Industrial—lowest of the returns and equally the lowest risk. Most of the time the asset just consists of a large shed, and very little can go wrong.
NOTE: Depending on the size of the tenant and the length of the initial lease, teamed with how well the lease has been prepared by the agent you are using, it will affect the long-term value of your investment.
Buy Stock Nobody Else Wants
Generally, this would be vacant stock, as most investors want to buy something easy with a solid WALT (weighted average lease term) and a good yield (return on investment), maybe at say 6%. You will be able to buy vacant property cheaper than tenanted property, and vendors are likely to be more open to a heavily structured offer (weighted in the purchaser’s favour) where you could possibly have it leased before you even settle.
Be smart and remember that smaller tenancies pay a higher rate per square metre. Think about what you are buying and how you might be able to split it into multiple tenancies. This transforms what would be a capitalised yield at 6% with one tenant into a 10% yield, spreading your risk within the same asset.
Depending on what it is, you may even be able to split it across different industry sectors, for example, as office on the top level, retail on the street, and light industrial to the rear. This is often called a “full house”, and you can then either hold it long term and make a solid 10% yield or sell it to a lazy investor at 6% and walk away with 4%+ on your initial investment.
Do's And Don'ts
• Any property in the commercial space that is below 67% NBS limits your tenant and bank lending options.
• Hospitality is a high risk unless you have a tenant lined up before you settle and look at it as a short to medium term investment.
• Don’t rely on what you are being told about a property and do your own investigation.
• Decide from the start if the property you are looking to buy will be a medium or long—term hold or a flip.
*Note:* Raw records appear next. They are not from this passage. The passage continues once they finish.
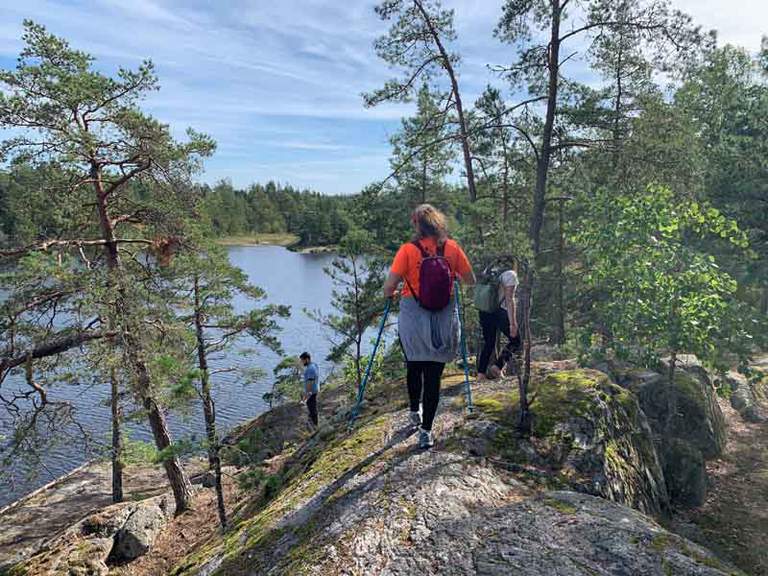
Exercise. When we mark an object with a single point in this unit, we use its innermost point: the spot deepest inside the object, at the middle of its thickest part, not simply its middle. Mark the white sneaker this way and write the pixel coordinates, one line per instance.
(426, 439)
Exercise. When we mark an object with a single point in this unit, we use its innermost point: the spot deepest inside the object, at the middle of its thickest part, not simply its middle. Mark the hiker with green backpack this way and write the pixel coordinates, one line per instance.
(495, 299)
(428, 324)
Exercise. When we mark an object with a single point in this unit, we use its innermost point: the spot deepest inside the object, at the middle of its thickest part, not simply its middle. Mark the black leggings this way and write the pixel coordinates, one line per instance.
(490, 322)
(312, 407)
(424, 376)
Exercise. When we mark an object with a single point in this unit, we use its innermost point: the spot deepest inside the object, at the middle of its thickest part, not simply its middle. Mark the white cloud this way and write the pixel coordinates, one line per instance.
(278, 84)
(740, 22)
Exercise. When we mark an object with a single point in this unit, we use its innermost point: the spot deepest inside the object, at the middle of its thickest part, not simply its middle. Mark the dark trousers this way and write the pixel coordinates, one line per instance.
(312, 407)
(491, 322)
(424, 386)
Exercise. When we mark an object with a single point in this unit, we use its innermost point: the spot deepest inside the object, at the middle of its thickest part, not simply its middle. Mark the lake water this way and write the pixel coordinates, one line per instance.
(289, 278)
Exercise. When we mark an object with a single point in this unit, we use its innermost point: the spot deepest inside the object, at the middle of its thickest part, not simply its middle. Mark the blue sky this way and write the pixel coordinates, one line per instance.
(278, 84)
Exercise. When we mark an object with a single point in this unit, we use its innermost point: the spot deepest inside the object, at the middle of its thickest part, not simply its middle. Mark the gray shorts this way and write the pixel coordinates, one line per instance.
(428, 336)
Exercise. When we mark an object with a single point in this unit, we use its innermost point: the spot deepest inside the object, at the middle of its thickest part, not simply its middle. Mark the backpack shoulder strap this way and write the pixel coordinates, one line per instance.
(424, 253)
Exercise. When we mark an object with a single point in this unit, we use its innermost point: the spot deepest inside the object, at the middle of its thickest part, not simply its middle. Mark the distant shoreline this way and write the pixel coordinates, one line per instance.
(284, 240)
(289, 241)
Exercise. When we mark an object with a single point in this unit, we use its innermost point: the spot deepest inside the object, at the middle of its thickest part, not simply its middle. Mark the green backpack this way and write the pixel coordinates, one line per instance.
(486, 295)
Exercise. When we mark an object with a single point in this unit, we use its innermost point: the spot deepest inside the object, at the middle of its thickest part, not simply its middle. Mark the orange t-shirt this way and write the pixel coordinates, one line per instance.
(407, 262)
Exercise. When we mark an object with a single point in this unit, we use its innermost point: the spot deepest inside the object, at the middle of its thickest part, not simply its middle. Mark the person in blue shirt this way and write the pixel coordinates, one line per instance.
(311, 385)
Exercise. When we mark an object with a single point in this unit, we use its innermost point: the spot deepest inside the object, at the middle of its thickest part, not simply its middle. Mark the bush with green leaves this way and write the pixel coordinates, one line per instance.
(650, 287)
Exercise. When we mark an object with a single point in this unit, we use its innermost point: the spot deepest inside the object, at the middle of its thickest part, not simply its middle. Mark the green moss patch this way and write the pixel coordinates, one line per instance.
(314, 468)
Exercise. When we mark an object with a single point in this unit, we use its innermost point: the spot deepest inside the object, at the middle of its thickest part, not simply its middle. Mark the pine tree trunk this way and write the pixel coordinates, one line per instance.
(545, 154)
(524, 379)
(177, 478)
(669, 425)
(209, 410)
(463, 130)
(559, 338)
(117, 439)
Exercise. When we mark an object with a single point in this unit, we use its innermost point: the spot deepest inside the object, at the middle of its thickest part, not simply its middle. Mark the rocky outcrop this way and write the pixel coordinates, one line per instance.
(747, 396)
(698, 431)
(589, 433)
(114, 535)
(369, 502)
(139, 531)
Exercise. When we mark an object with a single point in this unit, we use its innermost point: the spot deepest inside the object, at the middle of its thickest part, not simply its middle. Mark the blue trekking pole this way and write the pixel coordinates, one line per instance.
(467, 387)
(361, 391)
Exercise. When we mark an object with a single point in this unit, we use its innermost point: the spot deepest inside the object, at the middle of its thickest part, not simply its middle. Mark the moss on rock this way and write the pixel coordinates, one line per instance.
(589, 432)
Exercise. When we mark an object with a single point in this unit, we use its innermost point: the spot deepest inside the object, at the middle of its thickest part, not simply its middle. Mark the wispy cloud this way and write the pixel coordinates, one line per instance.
(278, 84)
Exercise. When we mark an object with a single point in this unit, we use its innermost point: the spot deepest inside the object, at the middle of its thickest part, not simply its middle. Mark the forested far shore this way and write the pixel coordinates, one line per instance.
(261, 213)
(620, 189)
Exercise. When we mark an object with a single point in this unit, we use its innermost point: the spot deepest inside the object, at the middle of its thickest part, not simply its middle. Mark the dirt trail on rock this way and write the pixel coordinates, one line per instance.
(733, 522)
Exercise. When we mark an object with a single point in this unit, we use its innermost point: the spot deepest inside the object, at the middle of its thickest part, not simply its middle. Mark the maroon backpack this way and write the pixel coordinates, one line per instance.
(435, 278)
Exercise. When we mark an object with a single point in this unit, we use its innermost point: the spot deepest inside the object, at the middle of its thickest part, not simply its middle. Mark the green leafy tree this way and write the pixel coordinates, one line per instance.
(725, 97)
(67, 113)
(652, 290)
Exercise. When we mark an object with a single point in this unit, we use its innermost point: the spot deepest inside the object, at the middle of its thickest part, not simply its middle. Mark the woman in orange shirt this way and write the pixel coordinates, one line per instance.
(429, 337)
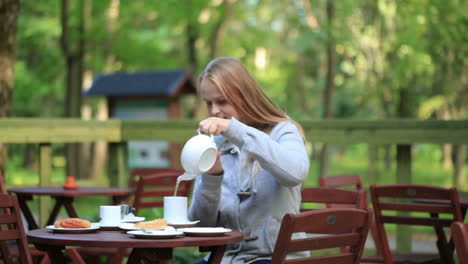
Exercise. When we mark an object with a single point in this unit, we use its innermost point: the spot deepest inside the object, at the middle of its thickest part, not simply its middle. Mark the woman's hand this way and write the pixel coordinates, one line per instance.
(214, 125)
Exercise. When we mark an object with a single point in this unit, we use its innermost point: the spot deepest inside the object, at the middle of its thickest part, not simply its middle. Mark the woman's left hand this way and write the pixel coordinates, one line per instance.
(214, 125)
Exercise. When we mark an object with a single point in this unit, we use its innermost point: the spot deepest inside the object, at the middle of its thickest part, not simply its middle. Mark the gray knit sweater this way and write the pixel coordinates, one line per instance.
(263, 175)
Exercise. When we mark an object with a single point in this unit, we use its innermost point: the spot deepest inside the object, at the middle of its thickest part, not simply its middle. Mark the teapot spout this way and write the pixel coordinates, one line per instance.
(186, 177)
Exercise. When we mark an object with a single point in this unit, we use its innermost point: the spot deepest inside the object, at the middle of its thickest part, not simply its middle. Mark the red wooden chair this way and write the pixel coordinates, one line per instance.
(12, 229)
(337, 227)
(10, 250)
(325, 195)
(459, 232)
(353, 181)
(421, 205)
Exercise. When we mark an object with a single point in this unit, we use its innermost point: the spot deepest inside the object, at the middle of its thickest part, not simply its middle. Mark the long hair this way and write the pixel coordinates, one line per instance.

Obviously, everything is for sale at the right price, so this might change.
• Read through any existing leases and make sure you understand them, as they can contain things that might hinder or completely stop the plans you have for the property.
• District plans change. As dull and vague as they are to read, spend some time understanding the council’s intentions for the future as this can dramatically increase or decrease the value of your property. One day you may have bought a property on a main street; next, a bypass goes in, and you are on a back street.
• Most commercial agents can list and sell anywhere in the country, so don’t feel like you need to use an agent in the area you are looking at buying. Find an agent you trust and use them. Some agents work under buyers’ agencies, where they work for the buyer and find them properties around the country. An advantage of this is that the buyer is not in competition with other buyers, and under a buyers’ agency, their job is to drive the price down rather than driving it up when working for the vendor.
As always, remember—sell high, buy low.